|Historic Cochise County Courthouse in Tombstone AZ|
After leaving Roswell we continued South to Carlsbad Caverns which has long been on Mom's bucket list. The wind was really kicking up as we climbed the hill and parked on the mountaintop.
Typically there are thousands of bats in the caverns, and the Thing To Do is to wait for them at sundown at the cavern exit. But these bats don't like the cold, so most of them migrate to warmer climes as the weather cools, the few remaining hardy critters that are left hibernate deep in the caverns. All the same, it was an excellent tour. We chose to skip the flashlights and camera flash and enjoy the ambient LED lighting as laid out by the rangers, which was haunting and magical. We were very grateful for the elevator as the Big Room is almost 1000' down - a very long and steep hike.
The winds continued to grow in strength while we were touring the caverns, and we were getting slapped around on the highway so we nestled into the Guadalupe Mountains State Park and called it an early night. The site was only $8 but had no hookups so Mom got her first boondocking experience.
|Red Sunrise at the Guadalupe Mountains Campground|
The next morning's sunrise was stunning and red (you know the saying: red sky at night sailor's delight, red sky at morning sailor take warning) so we packed up and rolled quickly to get ahead of the wind. We got as far as Willcox which put us within reach of Tombstone, AZ.
|The Guadalupe Mountains were once an ancient seabed. On the other side of this mountain was beautiful white sand which looked very beachy.|
Tombstone is the home of the OK Corral shootout. Basically this gang of cowboys was runnin' their mouths and the local sheriff family of Earps didn't like it much, and it all culminated in a shootout with three cowboys dead and some injured Earps. The re-enactment was worth the $10 entrance fee. The rest of the town is as original as possible considering it's burned to the ground three times and was left abandoned for quite some time. In its heyday the town ran on silver, bordellos, and whiskey and when the silver mines flooded beyond hope most everyone simply left, the population overnight went from 10,000+ to less than 200 folks.
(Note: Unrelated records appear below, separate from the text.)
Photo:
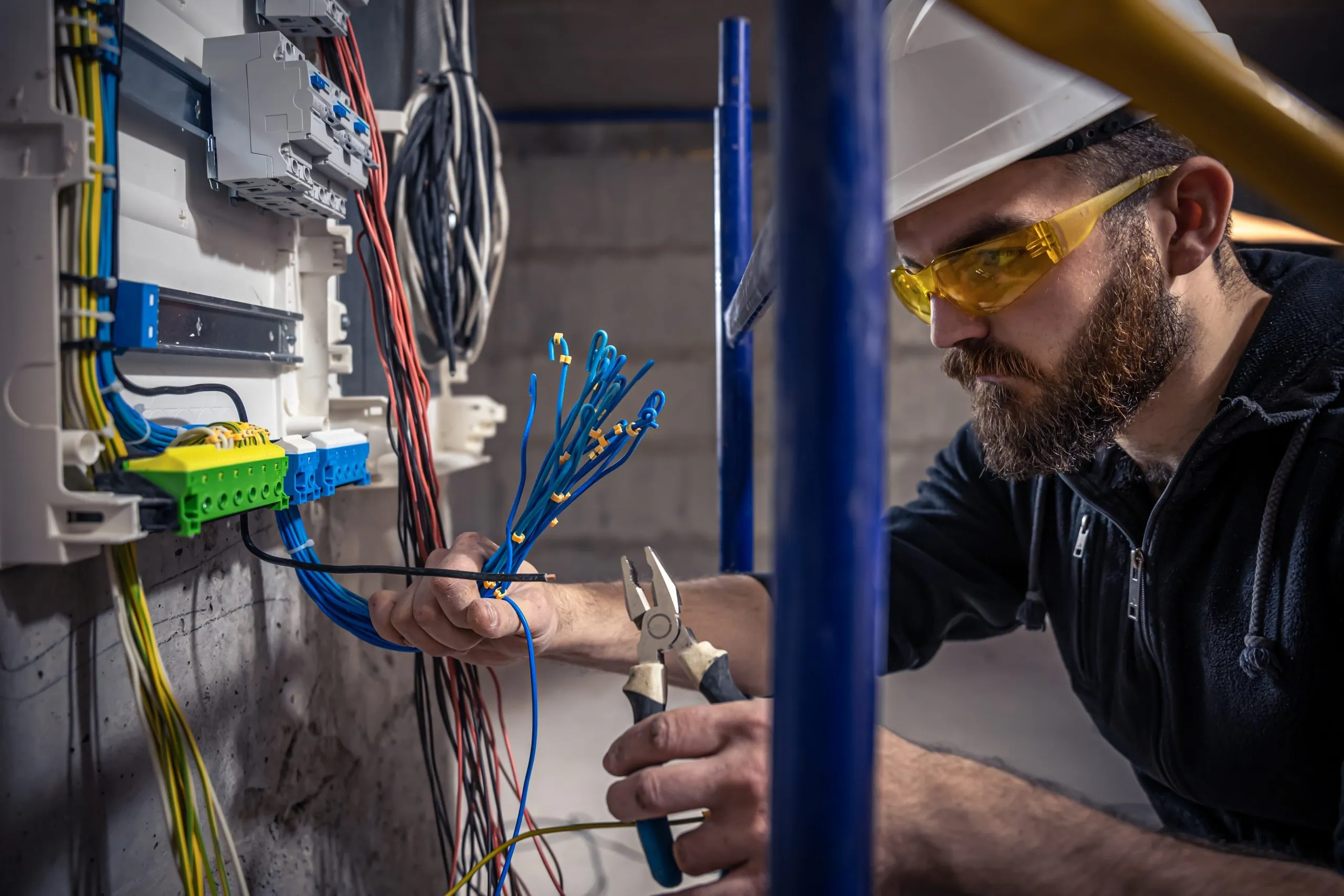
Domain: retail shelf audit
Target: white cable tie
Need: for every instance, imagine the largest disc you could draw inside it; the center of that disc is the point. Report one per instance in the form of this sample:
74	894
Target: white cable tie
102	318
145	437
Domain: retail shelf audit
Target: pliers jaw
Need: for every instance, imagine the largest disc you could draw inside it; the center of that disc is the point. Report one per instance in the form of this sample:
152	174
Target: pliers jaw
660	623
636	605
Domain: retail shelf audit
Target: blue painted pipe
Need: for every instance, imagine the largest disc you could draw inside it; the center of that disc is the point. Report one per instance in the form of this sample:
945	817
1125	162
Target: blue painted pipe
831	367
733	249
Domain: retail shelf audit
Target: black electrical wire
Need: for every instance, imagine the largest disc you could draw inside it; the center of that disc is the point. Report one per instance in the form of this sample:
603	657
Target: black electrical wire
185	390
382	570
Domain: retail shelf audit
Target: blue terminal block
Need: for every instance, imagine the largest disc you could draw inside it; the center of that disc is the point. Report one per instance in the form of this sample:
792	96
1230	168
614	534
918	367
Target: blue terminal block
342	460
136	323
301	481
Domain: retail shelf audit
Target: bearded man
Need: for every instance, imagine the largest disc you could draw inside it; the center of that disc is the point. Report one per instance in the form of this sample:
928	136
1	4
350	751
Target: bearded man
1155	465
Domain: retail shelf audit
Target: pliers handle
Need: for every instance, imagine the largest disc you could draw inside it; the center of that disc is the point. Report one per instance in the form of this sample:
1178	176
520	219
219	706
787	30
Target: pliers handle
662	630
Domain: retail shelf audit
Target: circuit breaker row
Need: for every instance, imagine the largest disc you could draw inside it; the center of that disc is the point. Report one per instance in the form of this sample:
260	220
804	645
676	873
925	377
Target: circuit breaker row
287	138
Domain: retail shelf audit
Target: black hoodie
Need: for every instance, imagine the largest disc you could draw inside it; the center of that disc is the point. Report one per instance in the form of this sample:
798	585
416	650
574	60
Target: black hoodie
1205	630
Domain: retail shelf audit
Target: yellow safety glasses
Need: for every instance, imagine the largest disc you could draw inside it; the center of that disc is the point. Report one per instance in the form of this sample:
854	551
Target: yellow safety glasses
985	279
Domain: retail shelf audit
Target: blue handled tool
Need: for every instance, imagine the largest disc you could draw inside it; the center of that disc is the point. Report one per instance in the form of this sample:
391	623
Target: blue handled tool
647	688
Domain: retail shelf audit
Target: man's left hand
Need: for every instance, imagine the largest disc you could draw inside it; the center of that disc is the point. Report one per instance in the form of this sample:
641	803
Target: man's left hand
730	775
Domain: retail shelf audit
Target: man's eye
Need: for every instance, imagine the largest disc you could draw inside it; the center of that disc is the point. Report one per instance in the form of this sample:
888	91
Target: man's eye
996	257
988	262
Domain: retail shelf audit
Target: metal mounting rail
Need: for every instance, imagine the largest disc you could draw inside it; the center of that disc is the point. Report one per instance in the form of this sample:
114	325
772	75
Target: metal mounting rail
181	99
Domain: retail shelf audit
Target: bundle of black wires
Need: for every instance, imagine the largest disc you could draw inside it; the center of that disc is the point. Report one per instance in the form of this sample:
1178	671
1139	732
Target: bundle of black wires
448	201
448	695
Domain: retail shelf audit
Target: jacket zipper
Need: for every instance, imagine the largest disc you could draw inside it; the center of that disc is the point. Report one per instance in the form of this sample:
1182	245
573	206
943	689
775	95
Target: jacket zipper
1084	531
1138	612
1136	585
1083	625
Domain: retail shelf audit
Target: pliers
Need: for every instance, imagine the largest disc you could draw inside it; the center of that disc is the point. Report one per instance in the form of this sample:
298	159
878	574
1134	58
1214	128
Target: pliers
647	688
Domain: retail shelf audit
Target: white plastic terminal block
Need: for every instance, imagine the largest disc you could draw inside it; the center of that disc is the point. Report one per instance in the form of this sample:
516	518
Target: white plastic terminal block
460	425
308	18
286	136
337	438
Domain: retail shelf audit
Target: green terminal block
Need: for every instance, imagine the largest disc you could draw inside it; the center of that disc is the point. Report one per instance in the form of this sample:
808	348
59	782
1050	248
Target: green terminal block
213	483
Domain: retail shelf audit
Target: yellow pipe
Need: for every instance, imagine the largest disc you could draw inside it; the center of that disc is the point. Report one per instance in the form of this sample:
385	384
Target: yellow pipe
1283	147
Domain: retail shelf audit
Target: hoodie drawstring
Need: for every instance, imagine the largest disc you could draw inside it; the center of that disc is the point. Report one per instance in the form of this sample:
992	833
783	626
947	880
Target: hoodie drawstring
1031	612
1261	653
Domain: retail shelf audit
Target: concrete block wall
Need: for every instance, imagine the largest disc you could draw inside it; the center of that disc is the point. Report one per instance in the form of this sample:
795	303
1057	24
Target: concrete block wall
310	735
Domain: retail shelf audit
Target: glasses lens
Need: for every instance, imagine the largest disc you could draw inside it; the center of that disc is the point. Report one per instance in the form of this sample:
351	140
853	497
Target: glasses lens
988	277
911	293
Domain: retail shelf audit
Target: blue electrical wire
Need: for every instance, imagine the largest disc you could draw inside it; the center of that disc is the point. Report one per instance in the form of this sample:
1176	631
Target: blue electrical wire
338	604
562	479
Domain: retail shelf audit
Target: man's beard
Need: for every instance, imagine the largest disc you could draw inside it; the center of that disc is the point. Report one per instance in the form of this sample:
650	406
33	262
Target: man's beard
1127	347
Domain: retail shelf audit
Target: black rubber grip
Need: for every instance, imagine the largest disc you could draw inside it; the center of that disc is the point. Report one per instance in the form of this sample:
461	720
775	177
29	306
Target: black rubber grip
643	705
717	684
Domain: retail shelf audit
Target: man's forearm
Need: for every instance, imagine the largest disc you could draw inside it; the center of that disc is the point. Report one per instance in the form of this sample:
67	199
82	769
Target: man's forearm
983	830
731	612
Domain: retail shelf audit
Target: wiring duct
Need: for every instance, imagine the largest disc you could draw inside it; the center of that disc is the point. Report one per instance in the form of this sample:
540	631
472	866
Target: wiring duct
89	41
448	201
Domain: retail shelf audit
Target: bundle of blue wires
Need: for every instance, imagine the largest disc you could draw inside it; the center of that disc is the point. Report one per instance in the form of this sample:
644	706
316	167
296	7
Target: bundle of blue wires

|Earps patrolling the main drag in Tombstone|
As I was wrestling Loretta out of her parking spot in Tombstone I jacknifed the trailer, causing damage to both the trailer and Loretta's bumper. Rrrrgh. This was followed by a sleepless night turning it over again and again in my head, thinking of all the woulda, coulda, shoulda, and what if moments that would have resulted in less damage. So here's what I've learned:
- If in doubt, get out and look.
- Ignore advice from strangers standing around - they don't have all the facts and they don't know what you/your rig need.
- Get out and look again.
The next day we continued on through Quartzsite to the Blue Water Casino in Parker, AZ and settled on the Colorado River (if you're an Angeleno this region is simply called The River as if there was no other river in the world). This location hosts an outdoor bar at the marina, an outdoor theater, a multi-level pool with slides, and a wakeboard island where a zipline-type contraption propels you and your wakeboard over the ramps. All was quiet in the off season but I'll bet it's a hoppin' place in the summertime.
|The pool playground at the Blue Water Casino Resort|
There's ugly weather ahead and ugly weather behind, so we'll wait here for a moment before launching across the Mojave Desert.